E-bingo boosts PhilWeb revenues

Published October 21, 2019, 12:00 AM

by manilabulletin_admin

By James A. Loyola

PhilWeb Corporation reported a 48 percent jump in revenues to ₱149 million in the third quarter of the year due the strong performance of 73 electronic gaming outlets.

In a statement, the firm said these outlets are either directly owned by PhilWeb or under the Joint Cooperation Agreement signed with the Palmary group of companies last March.

“E-bingo has been a pleasant surprise for PhilWeb. Now, aside from our revenues from e-Games outlets and our e-casino software services, we also have revenue streams from e-bingo outlets and a network of over a thousand e-bingo machines deployed throughout the country,” said PhilWeb Chairman Gregorio Araneta III.
He noted that, “With the new sources of revenue, we have doubled our growth engines for the coming year.”

“We are even more pleased because our EBITDA surged to ₱19 million from a negative ₱9.6 million a year ago.
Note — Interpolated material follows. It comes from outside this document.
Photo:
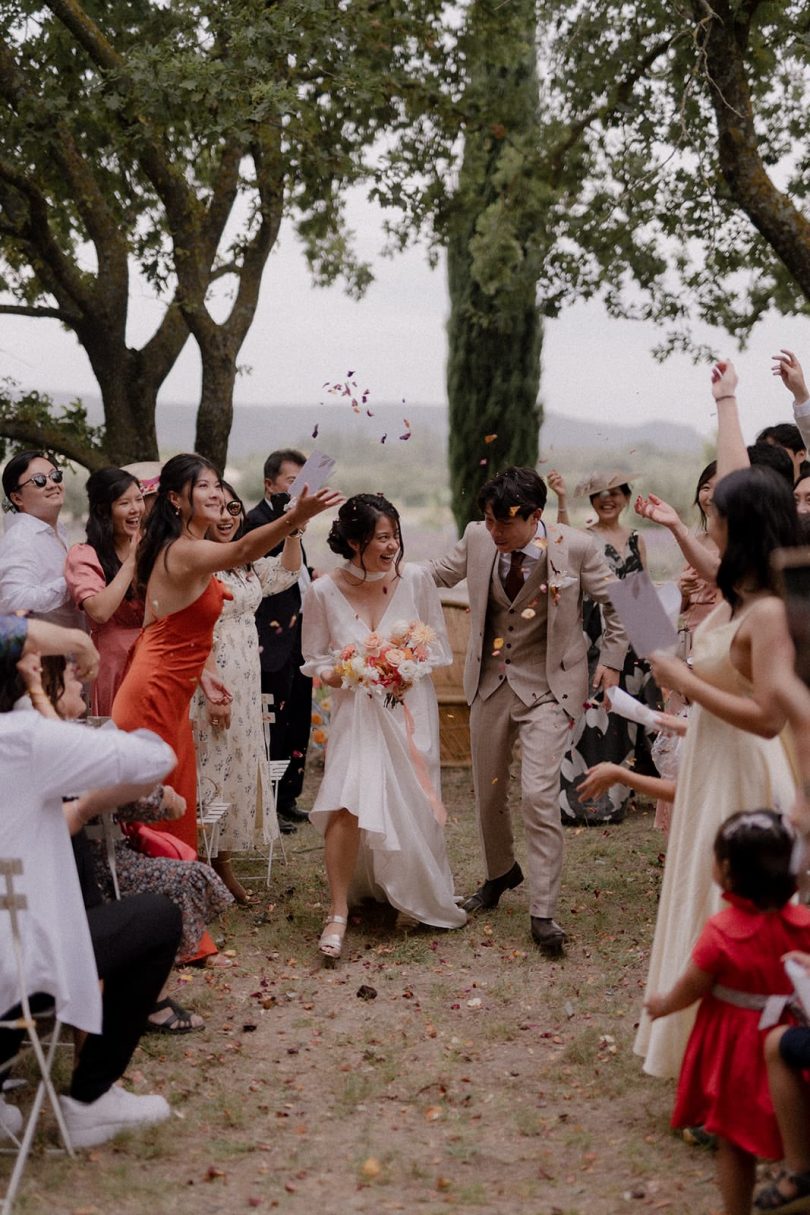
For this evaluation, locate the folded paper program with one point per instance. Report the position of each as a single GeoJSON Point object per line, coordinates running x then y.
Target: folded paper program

This is the highest quarterly EBITDA we have achieved in the past three years,” said PhilWeb President Dennis Valdes.

However, Valdes said,“We still have a small Net Loss for the quarter, just ₱4.5 million, much less than the ₱25-million Net Loss in the third quarter of 2018.
“This shows that we are well on track regarding our commitment to getting PhilWeb back to its former profitability levels, during which times we were able to pay out high dividends to stockholders and generate significant share price increases as well.”

“With our move to enter the e-bingo space in addition to our strong presence in e-casino, PhilWeb remains committed to our role in consistently increasing the revenues of Pagcor, which we have done for over 13 years,” added Araneta.
PhilWeb is an accredited service provider to Pagcor, the Philippine Amusement and Gaming Corporation, for its network of electronic gaming and electronic bingo outlets.

Its wholly-owned subsidiaries include BigGame, Inc. and Easy E-Bingo, Inc., which operate e-Games and e-bingo outlets respectively.